A variety of issues can arise when dealing with protection orders. Some of these issues stem from the fact that a protection order from one jurisdiction (state, territory or tribe) may look vastly different from those that local law enforcement are familiar with.

So it can take some work to verify the order. In fact, a survivor in a particularly dangerous situation might want to register his or her protection order in their new state to make it easier for law enforcement there, she says.

What NCPOFFC Does

Because of the importance of protection orders and their enforcement, the NCPOFFC offers a range of services to help survivors, their advocates, law enforcement and others. “An advocate may contact our office to facilitate enforcement of a protection order across jurisdictional lines,” Phipps notes. “Or a survivor may call for assistance getting a protection order served in another jurisdiction.”

NCPOFFC services are free of charge.
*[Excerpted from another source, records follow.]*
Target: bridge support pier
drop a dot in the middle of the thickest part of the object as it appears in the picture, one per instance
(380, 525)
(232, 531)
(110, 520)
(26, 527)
It also offers webinars and on-site local, state, regional and national trainings. “We tailor our training based on what the requestor needs,” Phipps says. National trainings might be broad around Full Faith and Credit, while state and local training sessions can be more specific based on specific statutes. Some jurisdictions benefit from consultations, where NCPOFFC can work with law enforcement and other disciplines within the domestic violence umbrella to assess the protection order system and offer recommendations for improvement.

“Every time the laws change, someone needs to be here to make sure people understand those changes and to help people navigate the complex protection order system,” Phipps says.